WILLEMSTAD – Fishermen on Curaçao say it is unclear which fishing regulations currently apply in the island’s surrounding waters, creating confusion for those working at sea as well as for inspectors and enforcement agencies. According to local fisherman Edwin “Makambi” Flameling, the uncertainty stems from the constitutional reform of October 10, 2010, after which two different fisheries ordinances appear to have remained in force simultaneously.
When the Netherlands Antilles were dissolved and Curaçao became an autonomous country within the Kingdom, existing legislation was automatically transferred to the new country. This was laid down in the National Ordinance on the General Transitional Arrangement for Legislation and Administration. Only laws explicitly listed on so-called negative lists were repealed. The fisheries ordinances were not among them.
As a result, Flameling argues that both the former National Fisheries Ordinance of the Netherlands Antilles and the Island Fisheries Ordinance Curaçao 2004 formally remained in effect after 10-10-10 and now both qualify as national ordinances.
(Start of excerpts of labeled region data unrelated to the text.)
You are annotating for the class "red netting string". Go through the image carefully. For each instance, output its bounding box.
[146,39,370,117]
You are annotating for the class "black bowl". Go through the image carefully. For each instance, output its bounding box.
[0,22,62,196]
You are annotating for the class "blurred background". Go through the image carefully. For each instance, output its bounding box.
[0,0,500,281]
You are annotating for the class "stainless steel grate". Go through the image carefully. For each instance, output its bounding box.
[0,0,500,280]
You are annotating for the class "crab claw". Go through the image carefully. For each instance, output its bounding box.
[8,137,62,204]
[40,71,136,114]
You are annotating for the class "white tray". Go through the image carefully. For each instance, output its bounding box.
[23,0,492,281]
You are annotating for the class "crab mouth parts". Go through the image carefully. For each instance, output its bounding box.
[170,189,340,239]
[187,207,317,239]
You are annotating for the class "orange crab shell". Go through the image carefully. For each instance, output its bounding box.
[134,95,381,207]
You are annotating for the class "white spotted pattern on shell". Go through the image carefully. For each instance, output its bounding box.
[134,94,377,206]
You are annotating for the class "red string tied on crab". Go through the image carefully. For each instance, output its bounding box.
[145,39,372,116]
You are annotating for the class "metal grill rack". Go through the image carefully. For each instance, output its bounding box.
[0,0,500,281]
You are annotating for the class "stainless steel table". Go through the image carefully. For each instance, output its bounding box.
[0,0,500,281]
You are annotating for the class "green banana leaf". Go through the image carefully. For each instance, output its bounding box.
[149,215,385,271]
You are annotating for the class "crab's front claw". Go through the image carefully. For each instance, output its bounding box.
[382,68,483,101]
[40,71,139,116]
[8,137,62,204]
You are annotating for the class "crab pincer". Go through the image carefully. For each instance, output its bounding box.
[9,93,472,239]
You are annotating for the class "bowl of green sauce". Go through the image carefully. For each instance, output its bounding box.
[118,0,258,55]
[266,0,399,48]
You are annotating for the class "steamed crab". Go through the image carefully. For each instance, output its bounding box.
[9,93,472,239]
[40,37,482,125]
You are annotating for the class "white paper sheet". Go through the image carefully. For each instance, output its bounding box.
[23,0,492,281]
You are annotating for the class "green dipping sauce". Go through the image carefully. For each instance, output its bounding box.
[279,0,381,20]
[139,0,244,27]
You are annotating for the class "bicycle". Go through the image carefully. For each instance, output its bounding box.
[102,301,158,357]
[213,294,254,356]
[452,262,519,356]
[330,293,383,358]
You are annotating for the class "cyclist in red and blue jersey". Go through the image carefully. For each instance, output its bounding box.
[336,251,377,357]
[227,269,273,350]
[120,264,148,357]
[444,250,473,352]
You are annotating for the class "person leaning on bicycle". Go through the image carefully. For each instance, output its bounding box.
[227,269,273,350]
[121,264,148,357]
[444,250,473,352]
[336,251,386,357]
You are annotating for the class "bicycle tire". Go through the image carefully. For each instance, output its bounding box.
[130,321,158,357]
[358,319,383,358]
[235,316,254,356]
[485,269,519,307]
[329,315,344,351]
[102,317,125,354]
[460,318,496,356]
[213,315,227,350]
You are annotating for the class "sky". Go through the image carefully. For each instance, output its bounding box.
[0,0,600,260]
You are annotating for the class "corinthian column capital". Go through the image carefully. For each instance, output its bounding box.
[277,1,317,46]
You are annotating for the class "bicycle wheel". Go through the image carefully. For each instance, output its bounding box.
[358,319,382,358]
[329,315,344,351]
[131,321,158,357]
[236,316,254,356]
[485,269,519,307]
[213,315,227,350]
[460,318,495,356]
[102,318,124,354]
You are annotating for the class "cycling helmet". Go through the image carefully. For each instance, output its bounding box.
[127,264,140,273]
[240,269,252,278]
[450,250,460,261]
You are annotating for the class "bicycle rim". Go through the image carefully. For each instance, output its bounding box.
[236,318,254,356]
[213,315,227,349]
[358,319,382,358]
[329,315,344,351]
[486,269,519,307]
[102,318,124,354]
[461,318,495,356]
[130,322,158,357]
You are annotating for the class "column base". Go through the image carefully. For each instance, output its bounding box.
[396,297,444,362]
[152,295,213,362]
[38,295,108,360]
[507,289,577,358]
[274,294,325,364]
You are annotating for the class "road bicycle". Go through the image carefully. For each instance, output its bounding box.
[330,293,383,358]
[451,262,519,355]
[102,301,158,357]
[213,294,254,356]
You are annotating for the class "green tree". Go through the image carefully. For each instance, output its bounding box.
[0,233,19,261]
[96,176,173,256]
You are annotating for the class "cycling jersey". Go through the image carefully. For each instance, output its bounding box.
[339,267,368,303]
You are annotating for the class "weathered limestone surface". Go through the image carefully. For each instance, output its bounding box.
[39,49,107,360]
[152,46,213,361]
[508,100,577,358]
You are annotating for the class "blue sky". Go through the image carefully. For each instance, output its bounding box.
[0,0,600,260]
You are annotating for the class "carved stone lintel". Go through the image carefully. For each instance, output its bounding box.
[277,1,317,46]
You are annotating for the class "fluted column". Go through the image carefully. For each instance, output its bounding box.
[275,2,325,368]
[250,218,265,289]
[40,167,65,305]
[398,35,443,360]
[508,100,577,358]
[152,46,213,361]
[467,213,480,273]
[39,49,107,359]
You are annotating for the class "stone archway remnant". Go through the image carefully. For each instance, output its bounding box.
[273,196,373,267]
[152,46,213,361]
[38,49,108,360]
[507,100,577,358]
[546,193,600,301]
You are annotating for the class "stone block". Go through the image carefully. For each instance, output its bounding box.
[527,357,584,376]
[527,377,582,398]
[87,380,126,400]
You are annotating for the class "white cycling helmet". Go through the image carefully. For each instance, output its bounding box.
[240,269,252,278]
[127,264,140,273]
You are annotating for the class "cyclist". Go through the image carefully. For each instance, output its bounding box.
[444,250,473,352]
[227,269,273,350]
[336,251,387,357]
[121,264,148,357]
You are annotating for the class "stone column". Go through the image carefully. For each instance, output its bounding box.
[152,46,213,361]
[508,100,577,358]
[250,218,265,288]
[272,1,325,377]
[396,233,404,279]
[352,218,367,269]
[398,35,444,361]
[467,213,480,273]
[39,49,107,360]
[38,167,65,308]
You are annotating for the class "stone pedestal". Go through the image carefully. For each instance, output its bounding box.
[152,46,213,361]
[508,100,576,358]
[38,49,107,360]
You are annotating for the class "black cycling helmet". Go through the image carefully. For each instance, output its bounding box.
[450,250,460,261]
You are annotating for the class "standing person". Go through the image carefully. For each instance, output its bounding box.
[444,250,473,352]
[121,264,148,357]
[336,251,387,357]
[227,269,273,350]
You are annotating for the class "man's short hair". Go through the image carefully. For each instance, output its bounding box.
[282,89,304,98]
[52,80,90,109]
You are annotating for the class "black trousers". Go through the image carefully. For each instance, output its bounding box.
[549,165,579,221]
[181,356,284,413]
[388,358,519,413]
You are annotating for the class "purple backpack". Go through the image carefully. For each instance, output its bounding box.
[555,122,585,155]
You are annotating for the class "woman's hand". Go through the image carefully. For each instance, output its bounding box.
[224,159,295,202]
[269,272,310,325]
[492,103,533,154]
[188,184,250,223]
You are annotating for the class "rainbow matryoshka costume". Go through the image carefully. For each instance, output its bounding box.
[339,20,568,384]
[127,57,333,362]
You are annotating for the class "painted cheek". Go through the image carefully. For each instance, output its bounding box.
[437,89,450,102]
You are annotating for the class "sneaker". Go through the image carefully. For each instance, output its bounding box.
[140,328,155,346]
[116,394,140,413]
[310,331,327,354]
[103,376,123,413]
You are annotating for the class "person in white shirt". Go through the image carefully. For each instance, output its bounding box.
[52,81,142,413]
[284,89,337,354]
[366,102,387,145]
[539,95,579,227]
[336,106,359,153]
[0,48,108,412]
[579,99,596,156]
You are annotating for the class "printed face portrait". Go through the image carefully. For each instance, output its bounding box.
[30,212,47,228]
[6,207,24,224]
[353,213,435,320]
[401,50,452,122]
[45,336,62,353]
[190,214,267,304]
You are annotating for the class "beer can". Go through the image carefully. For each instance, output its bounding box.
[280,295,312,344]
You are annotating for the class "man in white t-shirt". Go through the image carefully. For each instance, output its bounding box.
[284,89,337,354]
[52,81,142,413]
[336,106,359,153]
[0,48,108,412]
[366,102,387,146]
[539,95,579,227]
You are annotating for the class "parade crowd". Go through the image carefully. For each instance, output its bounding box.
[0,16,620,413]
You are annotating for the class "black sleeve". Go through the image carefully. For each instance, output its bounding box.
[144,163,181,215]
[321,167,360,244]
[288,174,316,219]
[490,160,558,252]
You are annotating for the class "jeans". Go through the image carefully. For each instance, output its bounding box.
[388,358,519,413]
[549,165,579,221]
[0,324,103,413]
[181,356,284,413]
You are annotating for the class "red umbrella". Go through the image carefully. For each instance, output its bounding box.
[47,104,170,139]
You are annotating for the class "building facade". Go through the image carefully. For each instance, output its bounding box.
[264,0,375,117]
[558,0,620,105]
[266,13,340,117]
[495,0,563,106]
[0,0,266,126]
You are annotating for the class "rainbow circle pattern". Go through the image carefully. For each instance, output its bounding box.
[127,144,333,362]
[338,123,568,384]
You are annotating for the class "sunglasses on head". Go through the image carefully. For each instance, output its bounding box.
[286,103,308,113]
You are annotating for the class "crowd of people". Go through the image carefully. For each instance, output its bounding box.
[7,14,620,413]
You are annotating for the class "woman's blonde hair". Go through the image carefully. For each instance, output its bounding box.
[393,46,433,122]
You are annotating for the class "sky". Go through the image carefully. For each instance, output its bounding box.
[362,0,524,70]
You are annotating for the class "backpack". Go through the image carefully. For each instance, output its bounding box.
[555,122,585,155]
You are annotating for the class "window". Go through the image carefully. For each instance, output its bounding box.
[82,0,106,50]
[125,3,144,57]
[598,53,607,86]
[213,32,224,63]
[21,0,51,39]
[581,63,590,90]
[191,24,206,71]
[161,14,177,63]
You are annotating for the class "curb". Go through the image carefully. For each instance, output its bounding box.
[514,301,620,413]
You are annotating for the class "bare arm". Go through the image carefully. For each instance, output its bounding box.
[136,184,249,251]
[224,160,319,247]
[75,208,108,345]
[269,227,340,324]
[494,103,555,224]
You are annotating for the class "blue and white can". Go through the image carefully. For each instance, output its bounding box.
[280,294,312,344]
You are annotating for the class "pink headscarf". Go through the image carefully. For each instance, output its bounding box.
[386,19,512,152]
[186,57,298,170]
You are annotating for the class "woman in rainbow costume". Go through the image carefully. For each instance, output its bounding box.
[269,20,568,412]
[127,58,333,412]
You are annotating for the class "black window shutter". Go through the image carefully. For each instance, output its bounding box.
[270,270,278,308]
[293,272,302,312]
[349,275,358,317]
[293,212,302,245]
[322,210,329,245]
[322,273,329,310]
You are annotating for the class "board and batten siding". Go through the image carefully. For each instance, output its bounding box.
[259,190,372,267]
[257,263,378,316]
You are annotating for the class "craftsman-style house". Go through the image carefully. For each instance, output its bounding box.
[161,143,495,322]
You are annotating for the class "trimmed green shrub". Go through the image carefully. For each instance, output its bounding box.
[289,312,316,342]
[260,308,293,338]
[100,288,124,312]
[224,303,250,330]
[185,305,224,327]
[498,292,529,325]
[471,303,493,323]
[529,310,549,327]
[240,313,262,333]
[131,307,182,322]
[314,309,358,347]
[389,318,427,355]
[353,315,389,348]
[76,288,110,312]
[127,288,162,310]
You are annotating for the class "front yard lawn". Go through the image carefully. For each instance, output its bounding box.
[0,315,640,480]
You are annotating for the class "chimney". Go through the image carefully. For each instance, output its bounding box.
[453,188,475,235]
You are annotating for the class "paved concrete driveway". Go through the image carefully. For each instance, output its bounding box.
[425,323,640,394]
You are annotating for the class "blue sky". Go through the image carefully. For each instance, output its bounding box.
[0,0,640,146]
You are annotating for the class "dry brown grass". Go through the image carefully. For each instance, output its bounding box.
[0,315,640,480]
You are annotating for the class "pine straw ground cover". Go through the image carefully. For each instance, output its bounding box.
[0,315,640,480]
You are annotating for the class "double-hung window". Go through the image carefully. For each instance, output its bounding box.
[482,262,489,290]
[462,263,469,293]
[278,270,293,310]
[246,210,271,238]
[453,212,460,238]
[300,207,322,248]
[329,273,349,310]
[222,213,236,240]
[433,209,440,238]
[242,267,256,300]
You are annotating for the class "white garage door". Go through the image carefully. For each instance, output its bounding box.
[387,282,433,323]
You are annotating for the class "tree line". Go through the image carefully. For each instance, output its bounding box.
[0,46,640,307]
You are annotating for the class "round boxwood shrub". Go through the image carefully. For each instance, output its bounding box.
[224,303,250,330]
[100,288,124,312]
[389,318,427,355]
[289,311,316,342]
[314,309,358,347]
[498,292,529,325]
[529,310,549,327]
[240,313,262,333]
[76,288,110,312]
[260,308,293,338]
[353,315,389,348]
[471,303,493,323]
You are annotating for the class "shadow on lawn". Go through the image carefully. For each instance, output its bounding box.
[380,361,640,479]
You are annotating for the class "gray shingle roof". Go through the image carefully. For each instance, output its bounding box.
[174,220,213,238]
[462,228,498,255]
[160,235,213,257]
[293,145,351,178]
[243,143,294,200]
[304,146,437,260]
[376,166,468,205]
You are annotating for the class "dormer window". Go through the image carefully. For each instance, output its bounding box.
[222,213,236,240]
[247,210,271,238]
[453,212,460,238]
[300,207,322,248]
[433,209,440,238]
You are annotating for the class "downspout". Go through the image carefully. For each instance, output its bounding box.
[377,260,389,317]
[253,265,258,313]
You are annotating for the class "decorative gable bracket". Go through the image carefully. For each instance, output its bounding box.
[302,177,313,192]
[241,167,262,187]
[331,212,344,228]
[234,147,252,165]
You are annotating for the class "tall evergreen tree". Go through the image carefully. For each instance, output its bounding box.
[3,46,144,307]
No formal consolidation or modernization of the fisheries legislation has ever taken place.
What complicates the situation further is that the Island Fisheries Ordinance Curaçao 2004 can no longer be found in official legislative registers, such as the AB index. There is, however, no indication that the ordinance was ever formally repealed. From a legal perspective, this raises the possibility that the regulation is still valid, despite its apparent administrative disappearance.
The two ordinances serve different purposes. The former national ordinance mainly regulates large-scale commercial fishing and applies primarily outside territorial waters. Small-scale fishermen, operating with smaller vessels, largely fall outside its scope. Their activities are instead governed by the former island ordinance, which applies to inland waters and the territorial sea around Curaçao.
The lack of clarity has recently been exacerbated by the publication of a consolidated version of the Fisheries National Decree. This document includes provisions that originally came from the Island Fisheries Decree, causing rules for different categories of fishermen and different maritime zones to overlap. As a result, regulations based on distinct legal foundations are now mixed together in practice.
For fishermen, this creates uncertainty about which rules apply, what activities are permitted or prohibited, and under which ordinance inspections and enforcement actions are carried out. Legal experts warn that this situation undermines legal certainty and could weaken the enforceability of fisheries policy.
To date, the government has not published a clear and comprehensive overview of the applicable fisheries regulations. Specialists and stakeholders are calling for the drafting of a single, modern Fisheries National Ordinance that brings all existing rules together, providing clarity for fishermen, regulators, and enforcement agencies alike.